What is whichllm and what does it do?

whichllm is an open-source command-line utility designed to help users find the best-performing large language models (LLMs) for their specific computer hardware. It automatically detects your system's specifications and ranks LLMs based on real benchmarks and recency, rather than just their parameter count, ensuring optimal local AI performance.

How does whichllm rank LLMs for performance?

whichllm ranks LLMs by calculating a holistic score that considers multiple factors, including merged benchmarks from trusted sources like LiveBench and Chatbot Arena. It also employs evidence-grading to weigh benchmark reliability, recency-aware scoring to prioritize current models, and architecture awareness to accurately model VRAM usage and speed based on specific hardware.

Why is whichllm useful for choosing local AI models?

whichllm is useful because it solves the 'biggest is not best' problem by analyzing a model's true performance rather than just its size, helping users avoid less capable models. It acts as an evidence-based filter for the thousands of options on platforms like Hugging Face, guiding developers to high-quality, well-benchmarked models that will actually perform well on their hardware.

What functionalities does whichllm offer beyond model recommendations?

Beyond recommendations, whichllm provides actionable tools such as the `whichllm run` command to automatically download and start an interactive chat session with a top-ranked model. It can also generate ready-to-run Python code snippets for model integration and assist with hardware planning by simulating GPU performance or calculating the hardware needed for specific models.

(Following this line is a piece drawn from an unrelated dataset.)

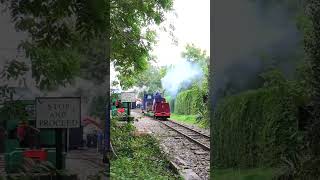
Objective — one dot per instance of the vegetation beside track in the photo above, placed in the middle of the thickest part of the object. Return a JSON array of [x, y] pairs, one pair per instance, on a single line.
[[249, 174], [189, 119], [138, 157]]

whichllm: Best Local LLM for PC Hardware & Performance

Choosing a local large language model often involves navigating a confusing landscape of hardware requirements and performance claims. The open-source tool `whichllm` provides a direct solution: it is a command-line utility that auto-detects your computer's hardware and ranks the best-performing LLMs that will actually run on it. As of May 2026, the tool uses live data to recommend models based on real benchmarks and recency, not just parameter count, according to its GitHub repository.

The core value of `whichllm` is solving the "biggest is not best" problem. Many developers assume the largest model that fits into their GPU's VRAM is the superior choice. However, a newer, more efficient model with fewer parameters can often outperform a larger, older one. `whichllm` codifies this by analyzing a model's true performance, not just its size, preventing users from choosing a less capable model simply because it has a higher parameter count.

This addresses a growing pain point for developers. The Hugging Face Hub, a central repository for AI models, hosts thousands of options with numerous variations, forks, and quantization formats. `whichllm` acts as an evidence-based filter for this noise, helping users sidestep low-quality or poorly benchmarked models.

How Does It Rank Models?

The tool’s ranking engine goes far beyond simple hardware compatibility checks. It calculates a holistic score for each model by evaluating multiple factors, ensuring its top recommendation is genuinely the best practical choice.

The ranking is built on several key data points:

Merged Benchmarks: It pulls data from multiple trusted sources, including LiveBench, Artificial Analysis, and Chatbot Arena, to create a composite quality score.
Evidence-Grading: Every benchmark score is discounted based on its source. A direct, verified benchmark receives full weight, while a score inherited from a base model or self-reported by an uploader is heavily penalized.
Recency-Aware Scoring: The system actively demotes scores from stale leaderboards, ensuring that a model from 2024 cannot outrank a newer, current-generation model on an outdated test.
Architecture Awareness: VRAM and speed estimates are not generic. The tool models VRAM usage by accounting for weights, KV cache, and activation overhead, while speed calculations consider memory bandwidth, quantization efficiency, and even the difference between unified memory and discrete GPUs.

Beyond Recommendations: Planning and Execution

`whichllm` is more than just a recommendation list; it is an actionable tool for developers and enthusiasts. A key feature is the `whichllm run` command, which can automatically download the top-ranked model, set up an isolated environment, and start an interactive chat session.

For developers looking to integrate a model into their own applications, the `whichllm snippet` command generates ready-to-run Python code for any given model. This lowers the barrier to entry for experimenting with different LLMs.

The tool also serves hardware planning needs. Users can simulate how different GPUs would perform or determine the hardware required to run a specific large model:

`whichllm --gpu "RTX 4090"` simulates recommendations for a specific graphics card.
`whichllm plan "llama 3 70b"` calculates the GPU needed to run a desired model.

`whichllm upgrade "RTX 4090" "RTX 5090"` compares your current setup against potential upgrades.

All output can be formatted as JSON, allowing `whichllm` to be integrated into automated scripts and pipelines, such as feeding a model ID directly into a local Ollama instance.

The Trending Society Take

The proliferation of AI-generated content is creating a data quality crisis, forcing platforms like ArXiv to ban researchers who upload unchecked "AI slop." `whichllm` applies a similar quality-control principle at the developer level. By prioritizing verifiable benchmarks and evidence over marketing claims and parameter counts, it provides a crucial tool for navigating the increasingly chaotic local AI ecosystem. This tool helps builders choose substance over size, promoting a healthier, more transparent development landscape.